The advertisement supported claims about its bottles being eco-friendly by focusing on recyclability and reducing packaging. Yes, recycling and reducing waste are obviously very important to lessening our negative environmental impacts. But the company is ignoring other environmentally-harmful issues, such as manufacturing and transportation emissions. This is an example of the “Hidden Trade-Off” sin.

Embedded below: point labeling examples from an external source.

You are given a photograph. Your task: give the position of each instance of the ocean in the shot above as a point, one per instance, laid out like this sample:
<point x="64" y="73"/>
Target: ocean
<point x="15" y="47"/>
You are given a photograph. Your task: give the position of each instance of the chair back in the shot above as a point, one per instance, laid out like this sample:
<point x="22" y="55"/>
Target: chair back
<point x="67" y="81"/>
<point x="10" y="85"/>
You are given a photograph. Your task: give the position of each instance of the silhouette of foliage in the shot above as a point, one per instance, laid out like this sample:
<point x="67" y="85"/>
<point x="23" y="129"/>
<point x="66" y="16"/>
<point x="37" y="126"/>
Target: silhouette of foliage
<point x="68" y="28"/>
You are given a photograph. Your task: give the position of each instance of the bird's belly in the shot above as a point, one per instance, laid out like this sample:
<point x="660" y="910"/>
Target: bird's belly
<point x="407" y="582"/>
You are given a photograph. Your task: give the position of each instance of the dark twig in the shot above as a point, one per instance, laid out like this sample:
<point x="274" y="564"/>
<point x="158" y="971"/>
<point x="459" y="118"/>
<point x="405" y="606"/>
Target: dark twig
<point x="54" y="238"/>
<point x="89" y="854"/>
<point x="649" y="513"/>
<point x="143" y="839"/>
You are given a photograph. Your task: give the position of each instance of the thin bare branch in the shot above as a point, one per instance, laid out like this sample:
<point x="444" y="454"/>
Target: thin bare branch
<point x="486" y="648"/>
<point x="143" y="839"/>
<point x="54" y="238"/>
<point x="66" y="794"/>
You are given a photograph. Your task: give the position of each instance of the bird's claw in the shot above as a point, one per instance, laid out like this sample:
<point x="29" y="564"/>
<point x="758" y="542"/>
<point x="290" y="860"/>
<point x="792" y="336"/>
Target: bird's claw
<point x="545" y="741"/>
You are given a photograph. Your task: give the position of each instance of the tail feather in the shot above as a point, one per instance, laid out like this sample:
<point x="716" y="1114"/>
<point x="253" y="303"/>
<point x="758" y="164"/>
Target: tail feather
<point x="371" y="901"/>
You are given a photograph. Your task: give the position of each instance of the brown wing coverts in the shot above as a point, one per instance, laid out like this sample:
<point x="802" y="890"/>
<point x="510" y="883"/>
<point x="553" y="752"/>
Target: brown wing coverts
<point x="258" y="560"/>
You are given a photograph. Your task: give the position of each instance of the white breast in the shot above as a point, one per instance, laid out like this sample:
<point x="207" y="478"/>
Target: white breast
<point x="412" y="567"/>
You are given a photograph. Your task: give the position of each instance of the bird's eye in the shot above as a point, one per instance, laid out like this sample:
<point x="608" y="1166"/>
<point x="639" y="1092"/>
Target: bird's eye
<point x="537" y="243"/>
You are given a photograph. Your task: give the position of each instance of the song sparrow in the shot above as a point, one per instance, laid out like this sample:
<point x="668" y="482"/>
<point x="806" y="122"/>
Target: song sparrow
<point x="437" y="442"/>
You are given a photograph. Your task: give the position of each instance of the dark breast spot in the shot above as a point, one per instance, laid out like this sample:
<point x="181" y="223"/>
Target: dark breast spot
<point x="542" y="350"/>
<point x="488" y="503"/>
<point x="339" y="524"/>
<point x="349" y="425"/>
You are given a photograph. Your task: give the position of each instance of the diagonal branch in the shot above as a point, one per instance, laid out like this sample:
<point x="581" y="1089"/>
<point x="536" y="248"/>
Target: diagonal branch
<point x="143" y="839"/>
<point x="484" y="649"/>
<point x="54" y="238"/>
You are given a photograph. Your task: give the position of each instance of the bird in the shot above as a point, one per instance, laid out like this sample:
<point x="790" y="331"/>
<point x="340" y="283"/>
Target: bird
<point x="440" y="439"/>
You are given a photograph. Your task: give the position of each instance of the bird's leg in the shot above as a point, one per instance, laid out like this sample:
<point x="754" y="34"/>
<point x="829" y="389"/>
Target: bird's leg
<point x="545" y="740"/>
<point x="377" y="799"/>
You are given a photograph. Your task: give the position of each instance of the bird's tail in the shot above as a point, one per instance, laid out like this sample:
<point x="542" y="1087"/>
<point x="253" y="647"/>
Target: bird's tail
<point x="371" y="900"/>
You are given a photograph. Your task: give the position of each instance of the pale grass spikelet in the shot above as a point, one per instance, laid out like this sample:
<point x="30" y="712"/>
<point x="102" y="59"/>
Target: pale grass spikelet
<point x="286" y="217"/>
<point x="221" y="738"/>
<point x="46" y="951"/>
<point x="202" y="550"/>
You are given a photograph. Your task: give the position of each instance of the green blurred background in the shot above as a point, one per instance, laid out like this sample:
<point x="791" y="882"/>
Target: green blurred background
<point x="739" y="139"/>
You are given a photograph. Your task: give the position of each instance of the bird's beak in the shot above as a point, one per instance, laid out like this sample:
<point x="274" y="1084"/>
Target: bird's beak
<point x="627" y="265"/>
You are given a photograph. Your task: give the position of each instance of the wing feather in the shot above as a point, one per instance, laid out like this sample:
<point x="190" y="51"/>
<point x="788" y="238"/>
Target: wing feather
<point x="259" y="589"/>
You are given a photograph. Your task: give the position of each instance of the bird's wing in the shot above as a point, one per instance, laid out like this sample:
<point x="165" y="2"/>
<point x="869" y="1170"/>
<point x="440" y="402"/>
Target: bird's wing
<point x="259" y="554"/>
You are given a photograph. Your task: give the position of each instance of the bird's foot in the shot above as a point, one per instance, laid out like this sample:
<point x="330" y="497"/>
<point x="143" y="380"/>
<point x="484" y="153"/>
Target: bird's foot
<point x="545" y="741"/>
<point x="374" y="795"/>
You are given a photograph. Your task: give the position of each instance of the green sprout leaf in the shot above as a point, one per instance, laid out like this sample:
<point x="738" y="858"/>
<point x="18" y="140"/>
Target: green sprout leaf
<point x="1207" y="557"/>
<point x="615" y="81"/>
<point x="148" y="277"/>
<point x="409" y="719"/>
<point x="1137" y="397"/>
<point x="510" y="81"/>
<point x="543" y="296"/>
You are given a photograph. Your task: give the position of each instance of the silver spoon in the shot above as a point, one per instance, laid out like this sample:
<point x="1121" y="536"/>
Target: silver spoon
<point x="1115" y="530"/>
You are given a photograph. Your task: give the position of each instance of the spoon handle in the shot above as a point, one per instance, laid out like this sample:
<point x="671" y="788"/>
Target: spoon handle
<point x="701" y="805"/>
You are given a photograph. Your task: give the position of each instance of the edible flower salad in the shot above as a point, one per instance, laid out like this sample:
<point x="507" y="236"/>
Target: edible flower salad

In the ad, the company also called itself a “healthy, eco-friendly choice.” This is extremely vague and lacks supporting evidence. “Eco-friendly” lacks a clear meaning; in what sense is the product eco-friendly? Another example of the great environmental harm Nestlé causes is its extraction of millions of gallons of water from regions undergoing droughts. This drains the regions’ aquifers. Such regions include California, Florida, and British Columbia. Extracting water from an area experiencing drought is obviously not “eco-friendly.”
On the note of funding a minimum of 50 percent of every municipal recycling program, the lawsuit supported how this is incorrect because industry makes no contribution to bottle recycling in a majority of Canadian provinces. This is because PET containers in those provinces are collected only through deposit-return systems which are government, not industry, funded.
Auto Industry: Volkswagen Emissions Scandal (2015)
Sin Violated: Fibbing
In 2015, the Environmental Protection Agency caught Volkswagen cheating emissions tests. These tests impacted 11 million VW cars worldwide operating with what was called the “defeat device.” VW had computer software in its vehicles that could sense when the vehicle was undergoing a test scenario. The vehicle would respond to a testing scenario by running its engine below the power and performance it would operate with when driving on a road normally. This cheating caused VW engines to emit nitrogen oxide pollutants over 40 times above EPA regulations. At the same time as VW was cheating emissions tests, it was falsely marketing those vehicles as “green” low emissions cars. This is obviously a lie. US vehicle models affected by the scandal and false marketing include the Jetta (2009-2015), Audi A3 (2010-2015), and Touareg (20019-2016), as reported by the EPA’s complaint.
It’s impossible to completely avoid greenwashing, as it occurs so discreetly with so many products. Remember that statistic that 95 percent of “green” products are actually greenwashed. But an important first step you’ve already accomplished is simply learning what greenwashing is so you can better spot it. When you do notice it, hold that brand accountable by spreading awareness about how they greenwash on social media and to friends and family in addition to directly contacting the company to pressure them to change. Prioritize holding brands accountable and demanding change over solely boycotting a brand because cancel culture is not productive. You can also contact the FTC to expose a company greenwashing (although getting a response may take a while). And, of course, research the companies you are buying from (check out Good on You to help with researching). Always keep that mantra “buy slow, buy smart, or don’t buy at all” in mind.